I’ve mentioned before about how I struggle to sleep without self-medicating, (drugs, alcohol, etc) a direct result of PTSD.
As of February this year I started my recovery journey as a survivor of domestic abuse.
I have an ADHD diagnosis as well as Autism, anxiety (full blown panic attacks).
My childhood and upbringing was toxic, and oppressive to say the least.
With all this said, you can imagine that I am working so hard just to keep my head above water. I’m barely functioning with the cards I was dealt.
So of course, any kind of traumatic event is more than just “destabilising” for me. It doesn’t take much for something to completely derail me.
If I’m constantly anxious then I’m getting increasingly fatigued but with my cortisol levels through the roof, I’m wired as fuck but running on empty.
I want to try and sleep without drugging myself or drinking alcohol but my brain won’t shut up.
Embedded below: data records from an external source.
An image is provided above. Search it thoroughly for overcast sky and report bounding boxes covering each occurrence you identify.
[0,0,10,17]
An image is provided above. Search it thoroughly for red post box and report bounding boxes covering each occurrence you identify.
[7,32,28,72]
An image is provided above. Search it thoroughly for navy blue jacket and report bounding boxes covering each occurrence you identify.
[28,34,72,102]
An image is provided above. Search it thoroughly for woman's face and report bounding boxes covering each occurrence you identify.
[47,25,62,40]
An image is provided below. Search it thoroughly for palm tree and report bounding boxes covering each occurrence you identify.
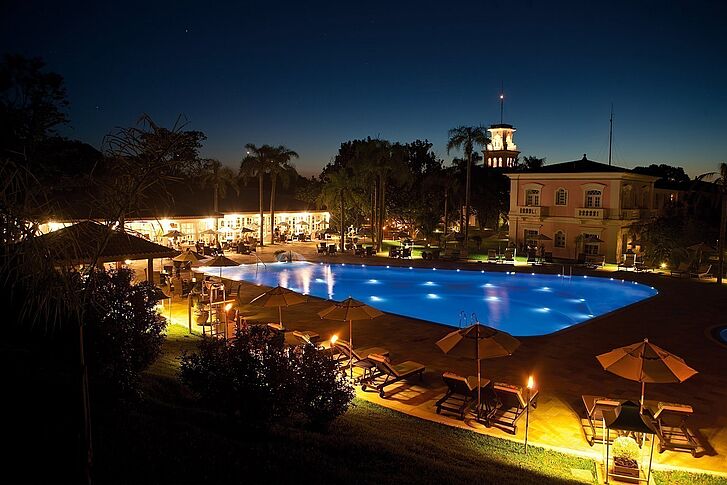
[267,145,298,244]
[240,143,273,246]
[202,158,240,214]
[697,162,727,284]
[318,169,352,252]
[447,126,490,250]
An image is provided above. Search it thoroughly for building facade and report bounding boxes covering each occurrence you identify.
[506,155,658,263]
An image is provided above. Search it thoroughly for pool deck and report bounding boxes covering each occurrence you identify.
[148,243,727,474]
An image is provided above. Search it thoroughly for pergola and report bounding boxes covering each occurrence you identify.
[39,221,179,282]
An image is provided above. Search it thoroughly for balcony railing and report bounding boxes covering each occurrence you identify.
[517,205,548,217]
[576,207,605,219]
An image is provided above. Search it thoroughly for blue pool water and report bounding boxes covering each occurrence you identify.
[203,261,657,336]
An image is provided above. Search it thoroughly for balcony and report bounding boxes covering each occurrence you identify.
[517,205,548,217]
[576,207,605,220]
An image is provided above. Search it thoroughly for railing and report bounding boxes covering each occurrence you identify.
[517,205,548,217]
[621,209,641,219]
[576,207,604,219]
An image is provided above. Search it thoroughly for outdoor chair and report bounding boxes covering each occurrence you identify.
[485,382,538,434]
[669,263,690,278]
[435,372,490,419]
[361,354,424,398]
[585,254,608,269]
[333,339,389,380]
[644,401,699,456]
[581,395,624,446]
[689,264,712,279]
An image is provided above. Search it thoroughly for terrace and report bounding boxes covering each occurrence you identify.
[145,244,727,476]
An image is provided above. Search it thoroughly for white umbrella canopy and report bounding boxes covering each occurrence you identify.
[250,286,308,326]
[437,322,520,413]
[318,296,384,379]
[596,339,697,411]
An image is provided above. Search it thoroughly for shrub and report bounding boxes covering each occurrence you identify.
[180,326,353,428]
[84,269,166,404]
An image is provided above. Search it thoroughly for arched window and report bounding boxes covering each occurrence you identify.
[586,190,601,208]
[525,189,540,207]
[553,231,565,248]
[555,187,568,205]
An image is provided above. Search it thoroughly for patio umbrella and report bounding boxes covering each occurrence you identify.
[596,339,697,411]
[172,249,204,263]
[250,286,308,326]
[531,233,553,241]
[318,296,383,379]
[437,322,520,413]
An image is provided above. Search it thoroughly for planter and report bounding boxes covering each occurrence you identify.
[612,458,641,483]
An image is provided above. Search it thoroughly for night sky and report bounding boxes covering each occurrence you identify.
[0,0,727,175]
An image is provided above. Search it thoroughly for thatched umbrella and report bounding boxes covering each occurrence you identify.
[437,322,520,415]
[596,339,697,412]
[318,296,383,379]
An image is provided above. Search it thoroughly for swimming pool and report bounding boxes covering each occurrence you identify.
[202,261,657,336]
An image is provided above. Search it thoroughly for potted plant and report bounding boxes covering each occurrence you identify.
[611,436,641,483]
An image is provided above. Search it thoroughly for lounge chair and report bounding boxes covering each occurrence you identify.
[581,395,624,446]
[435,372,490,419]
[669,263,691,278]
[689,264,712,279]
[485,382,538,434]
[361,354,424,398]
[644,401,699,456]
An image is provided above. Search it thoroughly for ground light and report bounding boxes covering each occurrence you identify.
[525,375,535,455]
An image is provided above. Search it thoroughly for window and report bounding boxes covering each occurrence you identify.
[555,188,568,205]
[583,233,601,256]
[525,189,540,207]
[586,190,601,208]
[553,231,565,248]
[524,229,538,247]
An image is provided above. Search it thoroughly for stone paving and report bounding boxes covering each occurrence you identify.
[135,243,727,473]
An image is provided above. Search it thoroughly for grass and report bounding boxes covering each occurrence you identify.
[88,325,724,485]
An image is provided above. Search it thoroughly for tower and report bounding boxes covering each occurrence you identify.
[483,94,520,168]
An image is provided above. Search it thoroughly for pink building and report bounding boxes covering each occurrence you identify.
[506,155,658,263]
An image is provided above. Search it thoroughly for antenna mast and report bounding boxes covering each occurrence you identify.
[608,103,613,167]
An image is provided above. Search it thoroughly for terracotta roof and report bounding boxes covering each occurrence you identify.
[39,221,179,263]
[528,153,633,173]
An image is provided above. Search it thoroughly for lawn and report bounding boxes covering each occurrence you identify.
[89,326,725,485]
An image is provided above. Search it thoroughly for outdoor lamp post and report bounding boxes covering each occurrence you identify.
[525,375,535,455]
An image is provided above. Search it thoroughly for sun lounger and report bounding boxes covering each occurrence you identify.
[644,401,699,456]
[581,395,624,446]
[689,264,712,279]
[669,263,690,278]
[361,354,424,398]
[435,372,490,419]
[485,382,538,434]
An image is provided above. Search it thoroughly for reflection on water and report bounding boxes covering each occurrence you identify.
[212,262,657,336]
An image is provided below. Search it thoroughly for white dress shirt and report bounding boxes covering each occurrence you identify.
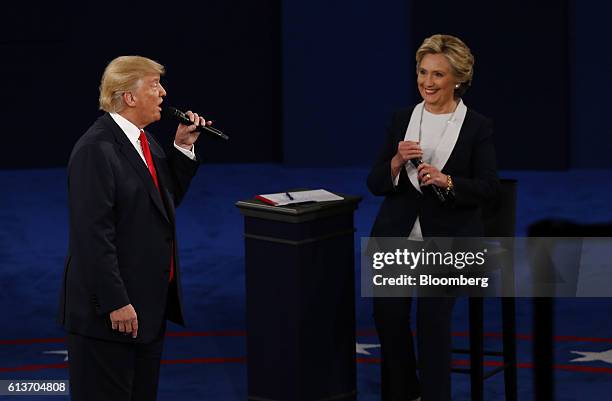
[393,110,453,241]
[109,113,196,167]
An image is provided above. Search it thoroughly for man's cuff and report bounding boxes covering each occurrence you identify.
[174,142,195,160]
[393,173,404,187]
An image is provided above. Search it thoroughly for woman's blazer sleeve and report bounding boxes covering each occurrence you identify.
[452,118,500,206]
[367,112,402,196]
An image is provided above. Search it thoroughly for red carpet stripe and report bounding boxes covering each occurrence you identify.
[0,357,612,374]
[0,330,612,345]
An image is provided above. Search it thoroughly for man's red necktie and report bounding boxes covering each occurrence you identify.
[138,130,174,281]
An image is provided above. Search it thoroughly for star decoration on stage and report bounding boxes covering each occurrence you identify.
[43,349,68,362]
[355,343,380,355]
[570,349,612,365]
Im not getting a good nights sleep, which is affecting my ADHD which means my thoughts are completely disjointed which is causing me to panic even more.
Every night I’m battling the urge to drink or drug myself to sleep.
Some nights I win and some nights I lose.
If I win I will eventually fall asleep and get a few hours in. I feel like shit but I’m one step closer to being less dependent on drink or drugs.
On the nights that I lose I get a solid 8 hour sleep. On one hand I hate myself for being weak but I find that I focus really well at work – which makes me feel calmer…
Until it’s time to go to sleep again and the battle starts all over again.
So last night I won – about 3/4 hours sleep I think – but I must have looked so rough for a colleague to point out to me that I look tired.
Fuck I felt such a pang in my heart when they said that.
Not much else to say on this other than, tonight, I lose.